The team was a bit flustered, knowing that anything could have happened in that last race. On the other hand, we had secured a medal for our Hometown Club and the title of the third-best Youth Team in the world. Our feelings were mixed, but we can all be proud of what we achieved and grateful for the experience. Even now, I get goosebumps when I think about that one race win in the final. However, there's also a hint of regret for not winning that last race. This championship, especially the final four, is something I'll never forget and will certainly be one of the highlights of my career.

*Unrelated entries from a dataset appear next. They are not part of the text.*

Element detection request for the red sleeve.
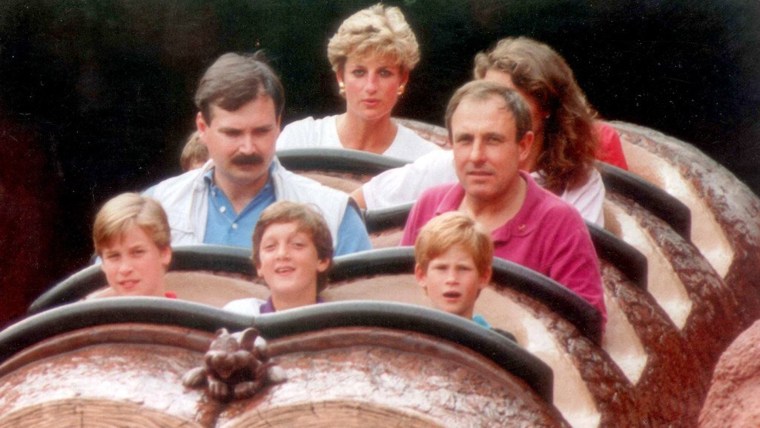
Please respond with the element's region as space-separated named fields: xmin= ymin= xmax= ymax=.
xmin=596 ymin=122 xmax=628 ymax=170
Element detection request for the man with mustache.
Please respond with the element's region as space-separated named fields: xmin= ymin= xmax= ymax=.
xmin=401 ymin=80 xmax=606 ymax=320
xmin=146 ymin=53 xmax=371 ymax=255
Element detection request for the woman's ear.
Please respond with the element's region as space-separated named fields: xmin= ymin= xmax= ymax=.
xmin=400 ymin=67 xmax=409 ymax=85
xmin=159 ymin=245 xmax=172 ymax=270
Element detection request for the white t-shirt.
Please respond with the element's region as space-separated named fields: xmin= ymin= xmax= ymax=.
xmin=277 ymin=116 xmax=443 ymax=162
xmin=362 ymin=150 xmax=605 ymax=227
xmin=222 ymin=297 xmax=266 ymax=316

I'd like to thank our supporters once again for contributing to our crowdfunding campaign, making it possible for us to win a medal for our beloved club and create unforgettable memories. And of course not to forget my amazing team: Thank you Nico aka Mr Gennacker drop, aka the fastest gennacker setter in the wild west. Thank you Carlos aka Mr Hardest oakleys, aka the best jib trimmer in the wild west. Thank you Niklas aka Mr Kaiser 1., aka the best trimmer and brother in the wild west.
Finish line Video: https://www.youtube.com/watch?v=mCyv-8dG52c
My name is Simon Kaiser and I simply love sailing.